Reputation: 85
I'm trying to open up this website using python beautifulsoup and urllib but I keep getting a 403 error. Can someone guide me with this error?
My current code is this;
from urllib.request import urlopen as uReq
from bs4 import BeautifulSoup as soup
my_url = 'https://www.cubesmart.com/florida-self-storage/st--petersburg-self-storage/3337.html?utm_source=local&utm_medium=organic&utm_campaign=googlemybusiness&utm_term=3337'
uClient = uReq(my_url)
but I get the 403 error.
I searched around and tried using the approach below, but it too is giving me the same error.
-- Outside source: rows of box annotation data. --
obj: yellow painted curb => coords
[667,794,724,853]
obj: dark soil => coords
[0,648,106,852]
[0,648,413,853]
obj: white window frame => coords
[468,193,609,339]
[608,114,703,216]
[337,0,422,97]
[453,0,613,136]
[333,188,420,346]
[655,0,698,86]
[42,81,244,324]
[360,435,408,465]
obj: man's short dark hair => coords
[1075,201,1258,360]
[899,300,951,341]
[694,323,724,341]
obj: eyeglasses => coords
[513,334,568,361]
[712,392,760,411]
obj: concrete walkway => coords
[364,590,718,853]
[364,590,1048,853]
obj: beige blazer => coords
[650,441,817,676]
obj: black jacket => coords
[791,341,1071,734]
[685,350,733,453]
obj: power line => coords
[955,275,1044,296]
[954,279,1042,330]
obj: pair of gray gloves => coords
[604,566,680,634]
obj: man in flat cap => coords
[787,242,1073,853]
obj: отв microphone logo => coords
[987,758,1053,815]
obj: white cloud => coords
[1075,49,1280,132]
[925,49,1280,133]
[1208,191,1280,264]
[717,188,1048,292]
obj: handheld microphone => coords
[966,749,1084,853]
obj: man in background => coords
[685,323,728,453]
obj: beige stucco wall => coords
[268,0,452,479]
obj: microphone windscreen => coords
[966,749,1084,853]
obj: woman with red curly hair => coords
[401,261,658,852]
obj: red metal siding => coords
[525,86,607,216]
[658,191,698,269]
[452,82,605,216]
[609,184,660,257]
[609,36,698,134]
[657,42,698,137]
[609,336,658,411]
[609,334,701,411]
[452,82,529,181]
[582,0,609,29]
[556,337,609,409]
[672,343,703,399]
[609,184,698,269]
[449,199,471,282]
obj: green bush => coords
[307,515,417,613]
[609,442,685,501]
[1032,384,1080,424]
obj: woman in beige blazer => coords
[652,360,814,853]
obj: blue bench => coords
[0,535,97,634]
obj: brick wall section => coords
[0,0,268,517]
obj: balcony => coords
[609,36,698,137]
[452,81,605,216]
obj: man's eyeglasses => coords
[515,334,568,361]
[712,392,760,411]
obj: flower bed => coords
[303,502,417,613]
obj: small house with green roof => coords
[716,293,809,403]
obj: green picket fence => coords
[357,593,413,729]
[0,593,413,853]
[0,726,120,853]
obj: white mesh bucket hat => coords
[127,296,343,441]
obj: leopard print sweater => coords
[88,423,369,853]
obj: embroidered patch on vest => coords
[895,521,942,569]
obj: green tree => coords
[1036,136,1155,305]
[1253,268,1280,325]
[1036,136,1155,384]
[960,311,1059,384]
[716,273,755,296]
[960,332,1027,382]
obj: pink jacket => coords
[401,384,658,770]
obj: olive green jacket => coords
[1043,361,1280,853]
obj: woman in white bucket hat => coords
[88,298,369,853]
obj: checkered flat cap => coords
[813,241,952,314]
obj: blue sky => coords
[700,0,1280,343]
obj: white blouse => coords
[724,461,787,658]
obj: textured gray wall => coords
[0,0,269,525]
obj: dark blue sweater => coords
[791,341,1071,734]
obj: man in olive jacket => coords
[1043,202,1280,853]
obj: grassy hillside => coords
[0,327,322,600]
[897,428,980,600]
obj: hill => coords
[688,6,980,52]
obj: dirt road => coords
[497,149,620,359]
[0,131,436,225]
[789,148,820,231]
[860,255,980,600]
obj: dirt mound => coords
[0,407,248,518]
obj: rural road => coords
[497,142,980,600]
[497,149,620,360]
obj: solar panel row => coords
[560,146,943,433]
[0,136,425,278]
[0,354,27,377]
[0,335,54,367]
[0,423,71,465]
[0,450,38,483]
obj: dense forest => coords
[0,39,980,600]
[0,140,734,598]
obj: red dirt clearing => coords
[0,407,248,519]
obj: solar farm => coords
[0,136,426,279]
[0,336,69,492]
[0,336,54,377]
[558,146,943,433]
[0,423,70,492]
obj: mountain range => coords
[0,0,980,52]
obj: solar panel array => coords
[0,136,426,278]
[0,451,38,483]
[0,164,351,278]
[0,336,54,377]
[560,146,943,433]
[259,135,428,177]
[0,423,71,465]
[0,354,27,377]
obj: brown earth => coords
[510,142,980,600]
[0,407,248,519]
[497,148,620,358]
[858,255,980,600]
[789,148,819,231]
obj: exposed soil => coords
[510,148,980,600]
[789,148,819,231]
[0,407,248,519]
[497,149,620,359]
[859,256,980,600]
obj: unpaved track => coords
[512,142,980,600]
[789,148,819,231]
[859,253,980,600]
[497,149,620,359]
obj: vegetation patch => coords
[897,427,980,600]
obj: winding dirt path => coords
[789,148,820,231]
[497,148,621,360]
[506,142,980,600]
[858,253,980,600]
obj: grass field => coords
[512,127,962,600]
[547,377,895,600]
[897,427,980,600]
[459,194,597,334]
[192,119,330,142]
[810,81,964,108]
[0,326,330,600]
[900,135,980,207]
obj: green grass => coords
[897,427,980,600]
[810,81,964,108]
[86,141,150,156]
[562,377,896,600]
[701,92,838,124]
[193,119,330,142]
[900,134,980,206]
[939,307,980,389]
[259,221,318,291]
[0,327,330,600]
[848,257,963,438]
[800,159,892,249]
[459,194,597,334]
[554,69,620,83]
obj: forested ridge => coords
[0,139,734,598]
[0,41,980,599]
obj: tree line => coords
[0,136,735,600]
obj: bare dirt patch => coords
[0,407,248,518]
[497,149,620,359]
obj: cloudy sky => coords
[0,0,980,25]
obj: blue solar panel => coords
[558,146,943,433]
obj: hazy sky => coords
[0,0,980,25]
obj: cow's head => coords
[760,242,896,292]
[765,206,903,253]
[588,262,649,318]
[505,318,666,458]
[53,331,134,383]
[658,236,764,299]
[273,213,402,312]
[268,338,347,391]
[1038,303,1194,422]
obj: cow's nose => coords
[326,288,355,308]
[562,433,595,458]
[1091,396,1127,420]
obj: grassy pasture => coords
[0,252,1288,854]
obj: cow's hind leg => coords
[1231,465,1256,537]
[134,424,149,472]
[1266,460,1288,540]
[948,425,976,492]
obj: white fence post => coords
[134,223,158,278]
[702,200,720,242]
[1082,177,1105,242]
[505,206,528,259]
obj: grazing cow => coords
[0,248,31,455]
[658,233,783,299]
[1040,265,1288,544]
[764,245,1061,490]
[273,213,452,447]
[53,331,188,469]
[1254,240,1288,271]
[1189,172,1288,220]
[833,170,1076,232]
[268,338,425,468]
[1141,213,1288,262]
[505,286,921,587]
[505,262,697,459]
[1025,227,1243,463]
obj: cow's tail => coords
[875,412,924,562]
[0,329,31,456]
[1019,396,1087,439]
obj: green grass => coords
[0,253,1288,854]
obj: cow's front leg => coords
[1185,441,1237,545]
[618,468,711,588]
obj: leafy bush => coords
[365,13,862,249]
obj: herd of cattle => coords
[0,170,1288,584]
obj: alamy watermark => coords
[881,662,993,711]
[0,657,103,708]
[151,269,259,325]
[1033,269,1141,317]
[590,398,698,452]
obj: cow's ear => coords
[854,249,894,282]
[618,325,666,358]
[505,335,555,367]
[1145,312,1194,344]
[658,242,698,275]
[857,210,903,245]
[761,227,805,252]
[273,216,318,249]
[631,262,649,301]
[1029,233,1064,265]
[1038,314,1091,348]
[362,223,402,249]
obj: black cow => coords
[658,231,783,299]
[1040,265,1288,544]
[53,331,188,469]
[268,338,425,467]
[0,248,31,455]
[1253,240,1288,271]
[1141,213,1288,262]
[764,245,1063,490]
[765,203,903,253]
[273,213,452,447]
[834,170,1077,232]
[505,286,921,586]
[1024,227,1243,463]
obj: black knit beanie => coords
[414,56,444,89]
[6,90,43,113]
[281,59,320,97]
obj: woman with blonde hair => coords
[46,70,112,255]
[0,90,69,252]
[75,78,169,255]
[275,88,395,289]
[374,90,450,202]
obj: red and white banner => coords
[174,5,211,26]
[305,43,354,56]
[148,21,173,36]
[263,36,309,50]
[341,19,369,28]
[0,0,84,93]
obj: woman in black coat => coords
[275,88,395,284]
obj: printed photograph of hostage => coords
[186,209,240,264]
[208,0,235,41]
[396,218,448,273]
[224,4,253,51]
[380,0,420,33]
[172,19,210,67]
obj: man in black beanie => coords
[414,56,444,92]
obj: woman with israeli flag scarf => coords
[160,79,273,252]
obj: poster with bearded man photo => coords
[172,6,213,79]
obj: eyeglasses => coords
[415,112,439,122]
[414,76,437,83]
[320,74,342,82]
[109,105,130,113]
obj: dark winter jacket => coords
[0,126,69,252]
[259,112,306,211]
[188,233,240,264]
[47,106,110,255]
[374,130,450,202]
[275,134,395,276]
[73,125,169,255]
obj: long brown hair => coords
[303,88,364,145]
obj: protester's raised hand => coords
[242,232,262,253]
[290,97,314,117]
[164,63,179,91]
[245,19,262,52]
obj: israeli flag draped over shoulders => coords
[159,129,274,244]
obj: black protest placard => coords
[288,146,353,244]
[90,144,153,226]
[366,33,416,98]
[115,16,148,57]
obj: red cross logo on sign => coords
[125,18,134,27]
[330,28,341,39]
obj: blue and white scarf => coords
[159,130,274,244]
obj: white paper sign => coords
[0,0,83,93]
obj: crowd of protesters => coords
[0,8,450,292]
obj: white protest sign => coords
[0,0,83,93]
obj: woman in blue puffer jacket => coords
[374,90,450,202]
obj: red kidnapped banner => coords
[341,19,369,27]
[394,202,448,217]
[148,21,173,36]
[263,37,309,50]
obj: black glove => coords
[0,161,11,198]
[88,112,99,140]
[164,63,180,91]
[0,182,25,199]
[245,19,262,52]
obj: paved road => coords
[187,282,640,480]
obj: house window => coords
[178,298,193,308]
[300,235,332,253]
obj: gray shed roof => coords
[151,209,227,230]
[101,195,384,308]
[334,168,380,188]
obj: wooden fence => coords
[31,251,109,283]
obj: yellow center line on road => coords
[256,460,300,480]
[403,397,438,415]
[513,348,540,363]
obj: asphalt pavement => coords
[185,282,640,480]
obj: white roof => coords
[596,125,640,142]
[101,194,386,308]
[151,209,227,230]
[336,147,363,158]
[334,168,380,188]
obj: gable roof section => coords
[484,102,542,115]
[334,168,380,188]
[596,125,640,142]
from urllib.request import Request, urlopen
url="https://www.cubesmart.com/florida-self-storage/st--petersburg-self-storage/3337.html?utm_source=local&utm_medium=organic&utm_campaign=googlemybusiness&utm_term=3337"
req = Request(url, headers={'User-Agent': 'Mozilla/5.0'})
web_byte = urlopen(req).read()
webpage = web_byte.decode('utf-8')
Any help is appreciated.
Upvotes: 3
Views: 4500
Reputation: 52665
Try to use session()
from requests
as below:
import requests
my_session = requests.session()
for_cookies = my_session.get("https://www.cubesmart.com")
cookies = for_cookies.cookies
headers = {'User-Agent': 'Mozilla/5.0 (Windows NT 6.1; Win64; x64; rv:57.0) Gecko/20100101 Firefox/57.0'}
my_url = 'https://www.cubesmart.com/florida-self-storage/st--petersburg-self-storage/3337.html?utm_source=local&utm_medium=organic&utm_campaign=googlemybusiness&utm_term=3337'
response = my_session.get(my_url, headers=headers, cookies=cookies)
print(response.status_code) # 200
Upvotes: 4